Retreive support logging from a failed S3 worker root volume

How to retreive support logging from a CPM Worker Machine


In cases where an S3 copy is failing, support may request logging from the CPM S3 worker appliance.

This logging can be collected from the retained root volume of a failed worker or by setting termination protection on a running CPM worker instance.

Performing these steps will require attaching and mounting the worker volume to the CPM server or other Linux server for log retrieval.



Step 1: Determine if the worker root volume has been retained:

When the S3 copy task fails with the below message, the worker root volume has automatically been retained and can be used for collecting logs, go to step 2a

  • Error - Backup copy failed
  • Info - Root volume of failed worker i-1234567890abcdef (vol-1234567890abcdef) has been retained
The retained worker volume will be automatically deleted once there is a successful S3 copy

If this message does not appear, or copy task has not yet failed:

With the CPMWorkerMachine instance running, enable "termination protection" on the instance in AWS, then wait for the S3 copy task to fail.
(If the S3 copy fails without producing the above error message, run the copy task again, then enable termination protection)



NOTE: When termination protection is enabled, the worker will not stop running or terminate automatically.
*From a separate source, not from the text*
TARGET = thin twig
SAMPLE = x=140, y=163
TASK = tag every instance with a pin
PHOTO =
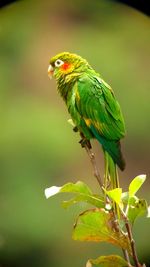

It will need to be manually terminated after logs are collected.

When the copy task is failed, go to step 2b.



Step 2a: Attach the failed worker root volume to an instance:

If the root volume has been retained from the failure, first find the detached worker volume in EBS. The volume ID can be found in the backup log.
If the volume cannot be found, double check the session in Backup Manager shows "root volume has been retained" and the volume ID is not mistyped in AWS.

Next, attach this volume to the CPM server instance or other Linux instance.

            
If the CPM server instance cannot be found when attaching the volume, check the region and availability zone of the worker volume match the CPM server.

Once attached, go to step 3.
 

Step 2b: Create a copy of the termination protected worker's volume and attach :

In most cases this should only be done after the S3 copy shows as failed in the CPM console.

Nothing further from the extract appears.